High-Resolution Land Cover Maps of Lāna‘i, Hawai‘i, 2020
공공데이터포털
This dataset provides high-resolution, species-specific land cover maps for the Hawaiian island of Lāna'i based on 2020 WorldView-2 satellite imagery. Machine learning models were trained on extensive ground control polygons and points. The land cover maps capture the distribution and diversity of vegetation with high accuracy to support conservation planning and monitoring. This data release consists of two child items, one containing the field and expert collected ground control data used to train our models, and another consisting of resulting land cover maps for the island of Lāna‘i. The research effort that generated these input data, and products are carefully described in the associated manuscript Berio Fortini et al. 2024. Full citation is listed in the larger work section of this XML file.
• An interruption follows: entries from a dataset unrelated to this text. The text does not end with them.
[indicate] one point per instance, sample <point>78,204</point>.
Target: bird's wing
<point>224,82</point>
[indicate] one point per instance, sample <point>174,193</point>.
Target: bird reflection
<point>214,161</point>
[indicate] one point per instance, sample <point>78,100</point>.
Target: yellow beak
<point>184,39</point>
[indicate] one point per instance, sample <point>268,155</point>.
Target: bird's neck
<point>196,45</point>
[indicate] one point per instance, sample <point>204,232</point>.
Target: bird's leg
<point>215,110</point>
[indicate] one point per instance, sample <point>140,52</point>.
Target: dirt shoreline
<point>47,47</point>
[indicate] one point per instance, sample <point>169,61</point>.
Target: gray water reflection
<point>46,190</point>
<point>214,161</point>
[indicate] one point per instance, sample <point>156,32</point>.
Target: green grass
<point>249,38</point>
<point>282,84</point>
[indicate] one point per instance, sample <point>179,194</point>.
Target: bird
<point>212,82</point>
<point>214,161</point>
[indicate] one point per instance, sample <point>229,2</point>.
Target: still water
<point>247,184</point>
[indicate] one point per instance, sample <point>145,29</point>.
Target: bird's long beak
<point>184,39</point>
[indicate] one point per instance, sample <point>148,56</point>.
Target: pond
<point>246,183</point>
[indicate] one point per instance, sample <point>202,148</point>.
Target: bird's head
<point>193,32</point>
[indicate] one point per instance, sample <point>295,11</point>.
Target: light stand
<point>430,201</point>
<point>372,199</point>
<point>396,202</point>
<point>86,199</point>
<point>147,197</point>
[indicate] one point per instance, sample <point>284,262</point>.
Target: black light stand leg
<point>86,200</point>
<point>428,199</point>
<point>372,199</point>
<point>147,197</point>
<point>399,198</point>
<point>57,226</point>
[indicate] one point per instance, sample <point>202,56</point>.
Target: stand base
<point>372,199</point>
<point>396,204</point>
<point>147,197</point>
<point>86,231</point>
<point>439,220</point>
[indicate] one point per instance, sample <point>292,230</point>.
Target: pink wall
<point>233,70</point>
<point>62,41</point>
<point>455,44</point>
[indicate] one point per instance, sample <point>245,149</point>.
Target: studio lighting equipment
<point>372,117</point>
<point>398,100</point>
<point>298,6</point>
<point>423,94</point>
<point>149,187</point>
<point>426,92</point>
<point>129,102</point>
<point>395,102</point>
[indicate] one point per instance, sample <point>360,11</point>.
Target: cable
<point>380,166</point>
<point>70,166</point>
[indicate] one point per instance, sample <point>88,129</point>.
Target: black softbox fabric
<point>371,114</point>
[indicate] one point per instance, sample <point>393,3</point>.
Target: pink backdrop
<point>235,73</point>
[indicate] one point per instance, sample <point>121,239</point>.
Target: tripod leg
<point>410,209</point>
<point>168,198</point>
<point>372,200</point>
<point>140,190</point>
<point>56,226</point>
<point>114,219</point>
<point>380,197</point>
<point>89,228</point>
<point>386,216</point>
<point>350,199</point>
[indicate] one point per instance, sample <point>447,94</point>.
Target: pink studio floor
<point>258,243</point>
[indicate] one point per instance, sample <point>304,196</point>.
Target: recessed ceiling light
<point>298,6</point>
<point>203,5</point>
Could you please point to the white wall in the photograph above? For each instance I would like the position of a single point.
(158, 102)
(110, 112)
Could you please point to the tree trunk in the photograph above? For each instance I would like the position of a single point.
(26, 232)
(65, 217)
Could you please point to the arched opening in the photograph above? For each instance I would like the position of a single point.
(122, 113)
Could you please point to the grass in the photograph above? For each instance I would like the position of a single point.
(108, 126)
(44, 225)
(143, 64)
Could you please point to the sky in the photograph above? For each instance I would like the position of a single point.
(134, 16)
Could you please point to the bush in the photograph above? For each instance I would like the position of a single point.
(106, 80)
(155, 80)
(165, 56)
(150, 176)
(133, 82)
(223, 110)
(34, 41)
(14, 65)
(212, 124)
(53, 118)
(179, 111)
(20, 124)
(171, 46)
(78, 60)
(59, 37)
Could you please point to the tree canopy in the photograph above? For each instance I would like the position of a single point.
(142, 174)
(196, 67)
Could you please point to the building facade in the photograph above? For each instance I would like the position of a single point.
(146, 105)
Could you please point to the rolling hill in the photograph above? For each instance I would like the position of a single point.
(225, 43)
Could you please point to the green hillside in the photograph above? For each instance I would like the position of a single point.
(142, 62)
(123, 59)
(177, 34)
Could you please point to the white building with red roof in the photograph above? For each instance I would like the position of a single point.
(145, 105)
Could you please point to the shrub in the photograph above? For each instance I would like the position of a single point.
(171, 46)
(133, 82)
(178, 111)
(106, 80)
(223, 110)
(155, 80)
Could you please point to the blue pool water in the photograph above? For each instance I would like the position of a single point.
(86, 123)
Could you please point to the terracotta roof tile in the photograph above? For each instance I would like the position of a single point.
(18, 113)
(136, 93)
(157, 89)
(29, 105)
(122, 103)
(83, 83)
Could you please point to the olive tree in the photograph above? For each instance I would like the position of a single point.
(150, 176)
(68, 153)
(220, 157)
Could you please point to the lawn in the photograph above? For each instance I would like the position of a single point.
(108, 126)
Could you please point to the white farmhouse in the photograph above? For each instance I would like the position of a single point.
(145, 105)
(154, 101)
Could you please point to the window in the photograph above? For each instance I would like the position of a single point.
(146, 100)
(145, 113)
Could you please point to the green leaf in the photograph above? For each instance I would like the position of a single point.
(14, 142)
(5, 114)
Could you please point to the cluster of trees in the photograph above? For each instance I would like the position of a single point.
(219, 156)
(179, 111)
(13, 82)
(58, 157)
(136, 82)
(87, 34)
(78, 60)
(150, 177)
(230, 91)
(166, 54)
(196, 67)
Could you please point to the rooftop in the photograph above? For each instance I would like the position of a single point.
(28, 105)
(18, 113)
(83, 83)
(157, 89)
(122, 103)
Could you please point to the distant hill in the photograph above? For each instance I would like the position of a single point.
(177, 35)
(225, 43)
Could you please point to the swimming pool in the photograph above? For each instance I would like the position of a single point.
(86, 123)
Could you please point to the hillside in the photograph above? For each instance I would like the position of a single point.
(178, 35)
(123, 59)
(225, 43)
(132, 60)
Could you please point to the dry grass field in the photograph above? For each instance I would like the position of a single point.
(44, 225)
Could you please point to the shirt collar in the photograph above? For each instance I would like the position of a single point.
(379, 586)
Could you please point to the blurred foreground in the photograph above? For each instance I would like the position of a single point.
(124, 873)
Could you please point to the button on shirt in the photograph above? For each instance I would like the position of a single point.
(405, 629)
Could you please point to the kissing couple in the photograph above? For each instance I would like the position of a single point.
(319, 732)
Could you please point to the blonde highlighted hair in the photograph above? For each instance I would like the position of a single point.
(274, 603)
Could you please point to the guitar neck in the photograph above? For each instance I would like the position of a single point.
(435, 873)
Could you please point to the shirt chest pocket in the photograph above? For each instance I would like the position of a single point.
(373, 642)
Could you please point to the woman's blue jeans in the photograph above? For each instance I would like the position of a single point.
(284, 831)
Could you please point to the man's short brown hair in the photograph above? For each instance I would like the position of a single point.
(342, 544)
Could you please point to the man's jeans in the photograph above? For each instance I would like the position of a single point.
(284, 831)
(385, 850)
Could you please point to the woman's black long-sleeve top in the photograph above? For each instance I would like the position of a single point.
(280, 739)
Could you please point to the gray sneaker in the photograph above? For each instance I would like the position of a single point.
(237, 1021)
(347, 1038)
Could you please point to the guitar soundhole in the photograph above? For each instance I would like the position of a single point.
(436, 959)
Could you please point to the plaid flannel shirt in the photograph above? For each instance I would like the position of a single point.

Inputs: Ground control polygons used for model training and evaluation Ground control points used for independent pixel-level model validation Outputs: Raster 1. Species-specific land cover map for the island of Lāna‘i, based on expert-adjusted class posterior probabilities. Raster 2. Community-specific land cover map for the island of Lāna‘i, based on land cover classification including expert-adjusted class posterior probabilities. Raster 3. Mixed hierarchical land cover map for the island of Lāna‘i, based on land cover classification including expert-adjusted class posterior probabilities. Raster 4 (stack) Individual cover class membership probability maps.